If you are a paper mill operator dealing with excessive waste heat in your production line — this project developed heat upgrade technologies that deliver process steam in the range of 90-160ºC. This allows you to reuse energy that would otherwise be lost.
Industrial Waste Heat Recovery and Upgrade Systems for High-Temperature Process Steam
Imagine your factory is leaking heat like a giant radiator that no one is using. This project builds high-tech 'heat boosters' that grab that wasted warmth and pump it up to much higher temperatures. It turns useless lukewarm exhaust into powerful steam that can actually run your machinery again.
What needed solving
Industrial plants waste massive amounts of heat that is too cool to be reused. Current technology lacks the scale and proven business models to upgrade this heat to the 90-160ºC range needed for process steam.
What was built
Four different heat upgrade technologies, including electrically and thermally driven heat pumps, installed as full-scale demonstrations in paper and chemical plants.
Who needs this
Who can put this to work
If you are a chemical plant manager dealing with high energy costs for process heating — this project developed electrically and thermally driven heat pumps that recover waste heat. This helps switch from fossil-based supply units to cleaner energy.
If you are an industrial food processor dealing with inefficient thermal management — this project developed heat upgrade systems that can potentially deliver up to 37% of the process heat in industry.

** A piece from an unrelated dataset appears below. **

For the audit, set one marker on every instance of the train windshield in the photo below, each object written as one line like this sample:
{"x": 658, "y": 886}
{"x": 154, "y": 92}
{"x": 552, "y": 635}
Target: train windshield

This significantly lowers your primary energy demand.
Quick answers
What is the cost or price of these systems?
Based on available project data, specific pricing is not provided, but the project focuses on developing business models to overcome economic barriers to deployment.

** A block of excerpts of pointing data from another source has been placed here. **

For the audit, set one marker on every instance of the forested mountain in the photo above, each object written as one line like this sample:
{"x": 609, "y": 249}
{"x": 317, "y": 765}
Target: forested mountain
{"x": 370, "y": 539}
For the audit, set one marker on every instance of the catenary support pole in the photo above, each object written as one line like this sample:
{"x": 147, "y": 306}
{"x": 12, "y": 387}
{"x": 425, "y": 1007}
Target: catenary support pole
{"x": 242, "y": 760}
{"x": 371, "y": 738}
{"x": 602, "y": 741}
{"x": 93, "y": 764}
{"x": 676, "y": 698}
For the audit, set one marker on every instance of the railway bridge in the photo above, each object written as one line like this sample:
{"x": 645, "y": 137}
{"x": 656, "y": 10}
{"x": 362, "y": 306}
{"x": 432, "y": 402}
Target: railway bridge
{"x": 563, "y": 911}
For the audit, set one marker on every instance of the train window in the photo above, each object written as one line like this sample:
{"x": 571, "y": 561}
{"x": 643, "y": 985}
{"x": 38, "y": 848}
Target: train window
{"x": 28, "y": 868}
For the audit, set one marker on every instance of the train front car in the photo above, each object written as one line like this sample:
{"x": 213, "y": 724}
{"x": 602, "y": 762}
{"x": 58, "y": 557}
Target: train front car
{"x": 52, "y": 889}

Are these systems tested at industrial scale?
Yes, the project involves full-scale demonstrations of heat upgrade systems integrated into actual industrial plants in the paper and chemical sectors.
How is the IP or licensing handled?
Based on available project data, the project aims to create exploitation roadmaps to increase market penetration, though specific licensing terms are not listed.
What temperature range is supported?
The systems are designed for supply temperatures in the range of 90-160ºC.
What are the regulatory hurdles?
The project identifies that country-specific regulatory barriers currently hinder the uptake of heat upgrade technologies and aims to tackle these through demonstrated business models.
Who built it
The consortium is heavily industry-driven, with 11 industrial partners (55% of the group) and 5 SMEs, ensuring the technology is developed for real-world commercial use. With 20 partners across 6 European countries, the project balances academic research (4 universities, 4 research centers) with practical engineering and business expertise.